Se parliamo di accesso alla salute, quello che emerge è un enorme gender health gap che penalizza donne e persone Afab (assegnate alla nascita al genere femminile) in diversi modi: dalla difficoltà a credere al dolore delle donne allo stigma delle mestruazioni, dalla violenza ostetrica fino alla patologizzazione della menopausa e all’odio culturale verso le donne grasse, passando per sottofinanziamenti, meno spazio nella ricerca e invisibilizzazione delle specificità di genere in medicina.

Attraverso dati ed excursus storici, testimonianze dirette e interviste a persone esperte, il libro di Alessandra Vescio fa un quadro su questo enorme divario di accesso alla salute, cercando di capire se (e come) è possibile iniziare a chiuderlo.

Infiammazione. Medicina, conflitto e disuguaglianza, di Rupa Marya e Raj Patel, Feltrinelli, 416 p., 25€

Il nostro mondo è infiammato. La società è infiammata. I nostri corpi sono infiammati. L’infiammazione è la cifra del nostro tempo. Patologie, disuguaglianze, razzismo, violenza, cambiamento climatico che spinge un numero sempre più alto di persone a migrare.

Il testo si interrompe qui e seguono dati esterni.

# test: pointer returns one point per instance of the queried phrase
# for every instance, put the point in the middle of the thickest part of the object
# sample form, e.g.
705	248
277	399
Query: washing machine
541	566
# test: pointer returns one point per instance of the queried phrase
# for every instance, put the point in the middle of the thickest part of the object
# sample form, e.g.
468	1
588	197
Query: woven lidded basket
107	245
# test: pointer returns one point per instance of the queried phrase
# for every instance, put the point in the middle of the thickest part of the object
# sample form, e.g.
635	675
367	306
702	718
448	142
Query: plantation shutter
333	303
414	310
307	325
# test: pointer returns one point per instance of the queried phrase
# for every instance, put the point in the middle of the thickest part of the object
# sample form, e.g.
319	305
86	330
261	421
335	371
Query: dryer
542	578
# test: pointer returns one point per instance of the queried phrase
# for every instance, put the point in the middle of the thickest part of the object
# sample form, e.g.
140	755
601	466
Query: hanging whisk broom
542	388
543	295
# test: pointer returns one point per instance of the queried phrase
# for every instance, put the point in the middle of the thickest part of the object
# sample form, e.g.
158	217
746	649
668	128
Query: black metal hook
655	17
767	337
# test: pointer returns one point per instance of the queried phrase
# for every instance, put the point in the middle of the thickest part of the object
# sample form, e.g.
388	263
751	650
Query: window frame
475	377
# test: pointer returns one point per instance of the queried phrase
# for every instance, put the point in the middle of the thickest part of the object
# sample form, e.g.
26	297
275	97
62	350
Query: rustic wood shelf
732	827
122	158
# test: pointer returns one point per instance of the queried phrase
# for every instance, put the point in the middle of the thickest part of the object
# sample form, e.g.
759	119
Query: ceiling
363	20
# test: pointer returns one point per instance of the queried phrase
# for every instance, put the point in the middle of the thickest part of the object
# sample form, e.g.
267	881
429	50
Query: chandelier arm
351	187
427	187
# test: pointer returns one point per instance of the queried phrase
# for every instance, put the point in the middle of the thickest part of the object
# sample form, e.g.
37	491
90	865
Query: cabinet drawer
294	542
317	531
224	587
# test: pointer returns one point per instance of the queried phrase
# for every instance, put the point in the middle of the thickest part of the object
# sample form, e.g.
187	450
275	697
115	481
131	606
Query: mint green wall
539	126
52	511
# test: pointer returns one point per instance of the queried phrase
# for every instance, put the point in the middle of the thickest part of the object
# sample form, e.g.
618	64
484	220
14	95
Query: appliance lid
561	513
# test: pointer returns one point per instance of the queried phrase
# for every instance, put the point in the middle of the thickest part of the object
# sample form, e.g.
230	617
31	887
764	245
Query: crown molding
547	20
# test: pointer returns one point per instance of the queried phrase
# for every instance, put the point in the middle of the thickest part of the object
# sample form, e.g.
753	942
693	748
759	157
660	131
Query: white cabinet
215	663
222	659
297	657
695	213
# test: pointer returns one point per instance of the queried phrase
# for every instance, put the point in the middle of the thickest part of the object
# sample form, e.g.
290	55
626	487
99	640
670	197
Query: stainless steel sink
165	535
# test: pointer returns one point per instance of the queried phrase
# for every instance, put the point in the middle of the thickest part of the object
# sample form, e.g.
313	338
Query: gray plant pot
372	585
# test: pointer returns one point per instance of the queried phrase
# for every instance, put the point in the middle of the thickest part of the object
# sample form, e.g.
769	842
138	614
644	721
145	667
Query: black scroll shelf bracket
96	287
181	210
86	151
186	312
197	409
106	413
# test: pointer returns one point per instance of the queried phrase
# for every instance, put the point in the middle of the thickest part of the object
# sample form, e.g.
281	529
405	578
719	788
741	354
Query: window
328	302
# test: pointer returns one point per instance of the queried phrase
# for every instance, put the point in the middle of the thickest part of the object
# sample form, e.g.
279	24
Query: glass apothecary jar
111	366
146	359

Non è un caso.

«L’infiammazione nelle vostre arterie e l’infiammazione del Pianeta sono collegate - dicono l’economista politico Raj Patel e il medico dell’Università della California Rupa Marya - e le connessioni casuali diventano sempre più chiare». La nostra salute e i nostri corpi, individuali e collettivi, sono collegati a doppio filo alle strutture dell’ingiustizia.

Il libro, però, non si limita a fare la diagnosi di un Pianeta (e dei suoi abitanti) malato, attraverso lo studio dell’impatto duraturo del colonialismo e della discriminazione, esaminando come le percezioni, la comprensione e gli interventi nella medicina moderna si sono formati da entrambi, ma fornisce anche una possibile cura: la deep medicine, la medicina profonda della decolonizzazione.